For Catrin and Jess: how this song makes me think of us dancing in living rooms, the carpets rolled back, our arms to the ceiling like we’re singing hosannas. The way its minimal synth intro communicates with its Morse Code-like dot-dashes, sending a message to run away from whatever we’re doing, open a door, let the strings shimmer in.

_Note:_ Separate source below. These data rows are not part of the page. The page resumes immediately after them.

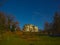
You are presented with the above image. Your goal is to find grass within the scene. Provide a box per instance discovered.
[0,33,60,45]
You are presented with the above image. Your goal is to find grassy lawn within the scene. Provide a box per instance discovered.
[0,34,60,45]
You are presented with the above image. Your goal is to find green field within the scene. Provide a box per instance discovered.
[0,34,60,45]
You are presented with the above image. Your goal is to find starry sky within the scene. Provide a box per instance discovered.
[0,0,60,29]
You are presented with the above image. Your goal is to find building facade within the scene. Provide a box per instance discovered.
[23,24,38,32]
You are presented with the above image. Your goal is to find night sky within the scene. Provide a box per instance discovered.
[0,0,60,29]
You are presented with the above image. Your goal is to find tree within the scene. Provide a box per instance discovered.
[53,12,60,33]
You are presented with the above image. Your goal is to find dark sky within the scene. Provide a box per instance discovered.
[0,0,60,29]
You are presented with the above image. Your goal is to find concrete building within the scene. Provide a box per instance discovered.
[23,24,38,32]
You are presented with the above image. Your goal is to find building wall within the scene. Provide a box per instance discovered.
[24,24,38,32]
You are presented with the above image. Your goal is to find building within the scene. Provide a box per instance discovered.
[23,24,38,32]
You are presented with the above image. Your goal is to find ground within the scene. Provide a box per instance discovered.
[0,33,60,45]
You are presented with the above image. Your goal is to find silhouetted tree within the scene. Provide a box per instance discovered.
[53,12,60,33]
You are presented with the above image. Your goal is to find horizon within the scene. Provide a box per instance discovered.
[0,0,60,30]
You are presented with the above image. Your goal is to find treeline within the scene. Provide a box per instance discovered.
[0,12,20,33]
[44,12,60,34]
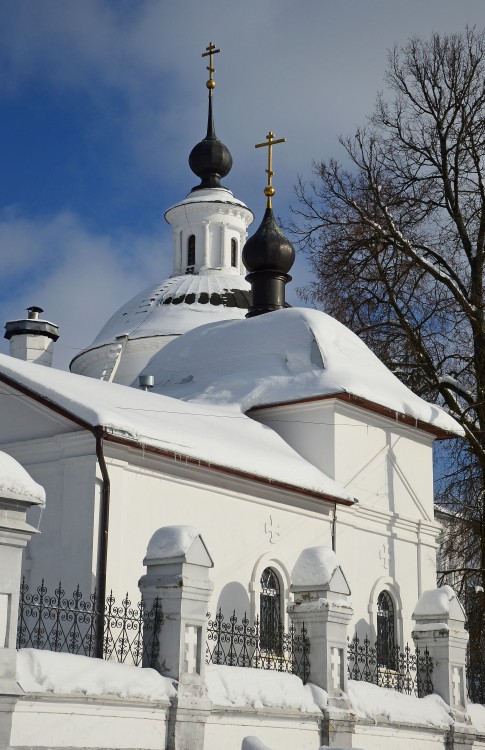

For Bernard Sumner, whose magical qualities seem oddly because of, and not in spite of, his militant ordinariness. I’ve only interviewed him once, in 2010, for The Quietus. He said Lady Gaga was catchy. That he had an Unknown Pleasures cardigan. That a friend’s 14-year-old daughter was listening to some music on her iPod, and he asked what it was, and she said “a band called Joy Division”. He was sarcastic and tough and I loved him more than he loved me, which is how it should be when you’re a journalist. He also wasn’t around for interviews for the liner notes for New Order’s Low-Life box set, which I wrote the summer before last, but I was weirdly glad in a way. This truculent everyman with an peculiarly angelic edge to that his wonky voice… on record is where he glistens for me. That’s true and has always been true. All. My. Life.
For Neil Tennant. I’ve interviewed Neil a few times, my favourite being when I spoke to him & Chris for the New Statesman in 2013, over Kit-Kats in their management office, where I found out how they helped get Alan Turing a pardon. (Tennant drank tea from a mug that said “God”. Lowe’s said “Whatever”.) Neil’s always been arch, dryly funny, slightly distant, exactly how you’d expect him to be. On record, he’s more intimate, vulnerable; you can hear the boy in him trying to occupy a different personality. And so many moments sung by him are perfect: the roundhead general middle-eight in Left to My Own Devices; looking at the two of us in sympathy and sometimes ecstasy in Rent; mourning why you never phoned when you said you would; wanting a dog (a chihuahua) or a heartbeat; wishing that someone missing was sitting here with him.
For Dave Palmer’s drums and their fizzing, urgent pulse. For Anne Dudley, my favourite pop music arranger, who told me that this is the song of which she’s proudest. (And what a catalogue she has: listen to this playlist I made a few years ago and let your jaw hang.)
And for Johnny Marr. For the first twenty seconds of How Soon Is Now? For the first one hundred and thirteen seconds of Last Night I Dreamt That Somebody Loved Me. For Oscillate Wildly. For creating soundbeds from which a thousand feelings slowly bud and then psychedelically blossom. Within all of these, you can still hear a sweet, youthful tenderness scratching away at their roots, a yearning for the great beyond. For the time we met and we talked about Heart’s Crazy On You and its influence on Bignouth Strikes Again. How he gave me a plectrum for my toddler, the fingernails on both his hands painted blue.
And for this.
The lyrics may or may not be about Johnny’s former bandmate (you know, that guy with a big quiff). Either way, they contain so many different details, of humour, pigheadedness, but also sadness, so much longing, and truth. They came out at the very end of a decade that had started, for all of them, so very differently, and announced a new one with a beautiful, iridescent bang.
For the miracle of all the people from different places and situations coming together behind the sounds that support these words; for the feeling of this song coming to glorious life in a car, in a kitchen, on a dancefloor, in a living room with your best friends. For five minutes and twelve seconds of escape, of energy, of light, of so many things.